Michigan students have 4th worst chronic absences in US; educators have a plan to fix it

The number of kids missing school on a consistent basis is alarming - based on the measurement of missing 18 days a school year.

One study found roughly 39 percent of all Michigan students are considered chronically absent. That is the fourth worst in the entire country.. 

The numbers are even worse at 43 percent when you focus on Wayne County - but there is an effort underway to stem the tide.

At Rawsonville Elementary School, principal Tracy Bryant is constantly working to ensure her students show up every day - and for good reason.

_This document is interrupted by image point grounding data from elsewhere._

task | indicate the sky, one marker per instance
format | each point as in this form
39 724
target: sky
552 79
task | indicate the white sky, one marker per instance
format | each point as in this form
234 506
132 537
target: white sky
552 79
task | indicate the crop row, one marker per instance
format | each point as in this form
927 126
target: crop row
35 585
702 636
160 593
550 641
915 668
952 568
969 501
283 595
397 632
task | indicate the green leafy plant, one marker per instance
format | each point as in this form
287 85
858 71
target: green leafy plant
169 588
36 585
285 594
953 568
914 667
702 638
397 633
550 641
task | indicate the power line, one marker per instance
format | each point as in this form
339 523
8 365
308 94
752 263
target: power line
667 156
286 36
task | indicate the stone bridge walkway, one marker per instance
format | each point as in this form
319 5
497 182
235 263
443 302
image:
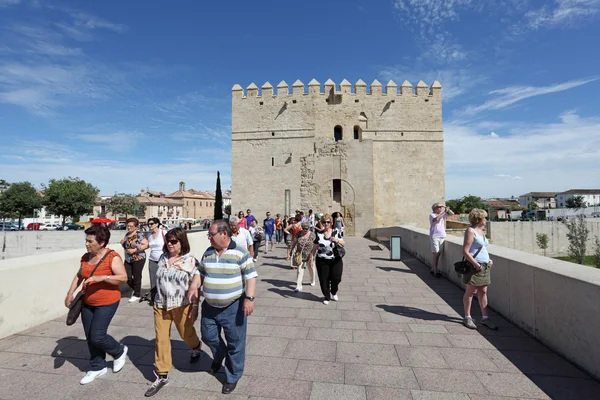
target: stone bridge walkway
396 333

"Students that have chronic attendance problems are usually the ones who you see with academic challenges," said Bryant.

She's not alone. In Wayne County 114,000 students or 43 percent of all students are considered chronically absent.

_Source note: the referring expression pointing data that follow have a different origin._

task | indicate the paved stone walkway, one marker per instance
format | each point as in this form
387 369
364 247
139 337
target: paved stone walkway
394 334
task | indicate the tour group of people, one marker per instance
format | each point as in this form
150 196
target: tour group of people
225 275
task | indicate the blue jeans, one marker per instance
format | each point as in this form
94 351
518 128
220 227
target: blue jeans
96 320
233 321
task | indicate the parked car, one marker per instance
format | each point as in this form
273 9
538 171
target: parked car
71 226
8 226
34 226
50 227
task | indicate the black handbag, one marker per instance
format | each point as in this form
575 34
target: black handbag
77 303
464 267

"It’s 18 absences," said Principal Tyra Smith-Bell, Pulaski Elementary Middle School. "So from August until June, is students accruing 18 absences, that is considered chronic."

As for why - educators can point to many reasons.

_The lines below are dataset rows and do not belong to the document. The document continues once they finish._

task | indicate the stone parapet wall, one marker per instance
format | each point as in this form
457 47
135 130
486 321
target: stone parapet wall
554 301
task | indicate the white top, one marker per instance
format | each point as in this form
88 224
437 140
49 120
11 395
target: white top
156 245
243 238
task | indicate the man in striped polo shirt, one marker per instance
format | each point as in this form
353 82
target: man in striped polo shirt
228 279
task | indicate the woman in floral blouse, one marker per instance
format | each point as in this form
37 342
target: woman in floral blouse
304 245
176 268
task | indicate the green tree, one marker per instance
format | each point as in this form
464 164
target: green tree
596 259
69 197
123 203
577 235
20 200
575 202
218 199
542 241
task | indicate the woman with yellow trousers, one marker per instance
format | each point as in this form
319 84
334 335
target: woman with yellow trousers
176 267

"If the car goes down, no gas money, life happens," Bell said. "They are not able to get them to school."

The main reason was the pandemic. Before Covid, roughly 16 percent of kids were chronically absent in 2021, and in 2022 that number jumped to 49 percent.

They are starting to see those numbers fall slightly and the Wayne County Regional Educational Service Agency is offering pilot programs to get kids excited to learn.

"Students that are disengaged, oftentimes feel bored or 'I don’t like school,' or having conflicts with peers, are sometimes the reasons why kids don’t want to be in school," Bryant said.

The educator and parent speak from experience. Her 5th-grade son Brayden enrolled in the three-week pilot program over the summer.

"It was done in a fun way that was interesting to kids," she said. "That is the most important piece, high-interest levels."

She says the excitement trickled over into the school year.

"The excitement is there and they won’t even realize that we got them," she said. "Once we get them excited, they want to be here."

The hope is when this strategy is paired with teacher-parent engagement, the number of kids chronically absent will go down.

"Let us as the educators do our job," said Bell. "All you have to do is get them to us."

Both principals say the best thing parents can do is set a routine both at night for bedtime and in the morning - they say kids thrive and crave consistency and expectations.